Increasing IVF costs, decreasing IVF success

That would be a greater financial burden due to increased IVF costs for the patient since only one egg from a retrieval of multiple eggs would be fertilized to create an embryo. This would especially be financially difficult for patients without IVF insurance, which California thus far does not require. It would also increase the emotional toll of going through more IVF cycles.

“In addition, not all fertilized eggs become embryos,” Dr. Bareh points out. “So this one-embryo-at-a-time route would greatly reduce a patient’s IVF chances of success.”

A quandary for IVF patients and fertility clinic staff

There are other concerns of a legal personhood designation for a frozen embryo, which means it is granted the legal rights of a living person. If clinics under this kind of law were to continue to create frozen embryos, what happens when the patient is done with treatment and has embryos left over? They wouldn’t be able to discard them, as that would be viewed as harming a person.

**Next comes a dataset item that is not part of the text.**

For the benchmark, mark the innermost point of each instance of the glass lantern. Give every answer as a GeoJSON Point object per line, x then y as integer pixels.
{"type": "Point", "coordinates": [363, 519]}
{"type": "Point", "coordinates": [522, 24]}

This limitation not only complicates the decision-making process but also adds another layer of emotional and logistical burden for patients and providers alike.

IVF lab personnel wouldn’t want to participate in the IVF process, as it puts them personally at legal risk,” says Dr. Bareh. “Such a law as Alabama’s recent one would limit fertility medicine – and the chances of infertile people to have a child.”

What you can do to prevent such restrictive reproductive rights laws

Fertility patients and those who support infertility treatments can take action by contacting their elected officials and joining existing efforts to support fertility care. You can find and contact local, state and federal representatives to share your opinions on how you would like your elected leaders to deal with this issue of reproductive rights.

ASRM offers an easy way to support the federal Access to Family Building Act. And RESOLVE, the National Infertility Association, sponsors a Fight for Families initiative.